Data Appraisal Without Data Sharing
This work aims to facilitate the formation of open data markets by enabling model owners to appraise data from data owners without privacy violations, which is a significant problem for organizations seeking to improve ML models with external data.
The paper addresses the challenge of appraising data value without direct data sharing, which hinders efficient data markets. It proposes a multi-party computation approach using forward influence functions to approximate data value based on first-order loss reduction, enabling data selection and transaction without sharing private data.

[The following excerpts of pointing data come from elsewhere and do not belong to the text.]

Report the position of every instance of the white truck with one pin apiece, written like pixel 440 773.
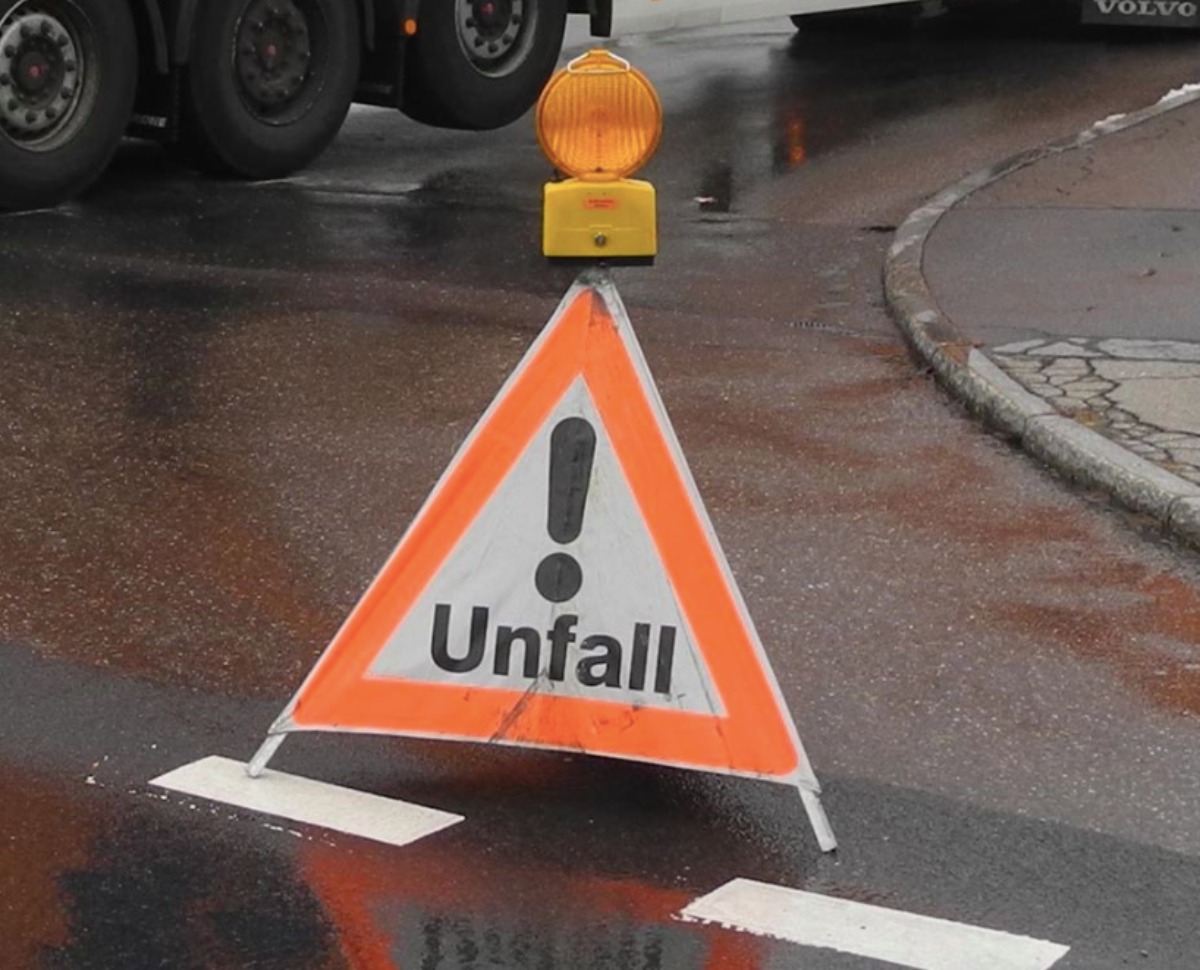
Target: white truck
pixel 257 89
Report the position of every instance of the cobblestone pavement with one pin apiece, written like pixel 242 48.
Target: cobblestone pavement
pixel 1143 394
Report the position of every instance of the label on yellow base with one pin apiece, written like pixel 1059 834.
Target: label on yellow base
pixel 594 220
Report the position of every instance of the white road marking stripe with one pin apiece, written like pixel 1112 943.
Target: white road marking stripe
pixel 901 938
pixel 301 800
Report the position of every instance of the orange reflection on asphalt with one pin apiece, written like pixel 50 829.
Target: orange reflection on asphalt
pixel 45 837
pixel 437 908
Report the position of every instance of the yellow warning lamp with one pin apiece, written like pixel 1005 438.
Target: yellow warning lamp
pixel 599 120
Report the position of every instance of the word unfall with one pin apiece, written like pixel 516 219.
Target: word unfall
pixel 603 663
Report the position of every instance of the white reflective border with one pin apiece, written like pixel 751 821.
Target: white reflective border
pixel 906 939
pixel 301 800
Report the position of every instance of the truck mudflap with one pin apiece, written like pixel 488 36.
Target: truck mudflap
pixel 1143 12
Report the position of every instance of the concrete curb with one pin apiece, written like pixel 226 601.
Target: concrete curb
pixel 1071 448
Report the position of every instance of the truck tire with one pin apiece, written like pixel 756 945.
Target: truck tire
pixel 879 19
pixel 269 83
pixel 481 64
pixel 69 72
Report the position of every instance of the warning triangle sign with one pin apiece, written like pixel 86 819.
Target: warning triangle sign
pixel 563 587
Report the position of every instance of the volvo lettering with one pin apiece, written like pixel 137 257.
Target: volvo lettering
pixel 257 89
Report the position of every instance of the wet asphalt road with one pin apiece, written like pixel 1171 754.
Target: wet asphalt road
pixel 225 402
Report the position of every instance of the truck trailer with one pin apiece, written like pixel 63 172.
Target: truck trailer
pixel 257 89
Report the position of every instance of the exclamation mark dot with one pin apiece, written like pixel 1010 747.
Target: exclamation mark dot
pixel 573 444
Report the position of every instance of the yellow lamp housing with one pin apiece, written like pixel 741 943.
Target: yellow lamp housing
pixel 599 120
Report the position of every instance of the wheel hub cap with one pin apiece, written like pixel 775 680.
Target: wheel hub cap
pixel 274 52
pixel 39 73
pixel 490 29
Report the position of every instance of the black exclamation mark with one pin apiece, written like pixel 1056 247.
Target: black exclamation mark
pixel 573 444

One of the most effective approaches to improving the performance of a machine learning model is to procure additional training data. A model owner seeking relevant training data from a data owner needs to appraise the data before acquiring it. However, without a formal agreement, the data owner does not want to share data. The resulting Catch-22 prevents efficient data markets from forming. This paper proposes adding a data appraisal stage that requires no data sharing between data owners and model owners. Specifically, we use multi-party computation to implement an appraisal function computed on private data. The appraised value serves as a guide to facilitate data selection and transaction. We propose an efficient data appraisal method based on forward influence functions that approximates data value through its first-order loss reduction on the current model. The method requires no additional hyper-parameters or re-training. We show that in private, forward influence functions provide an appealing trade-off between high quality appraisal and required computation, in spite of label noise, class imbalance, and missing data. Our work seeks to inspire an open market that incentivizes efficient, equitable exchange of domain-specific training data.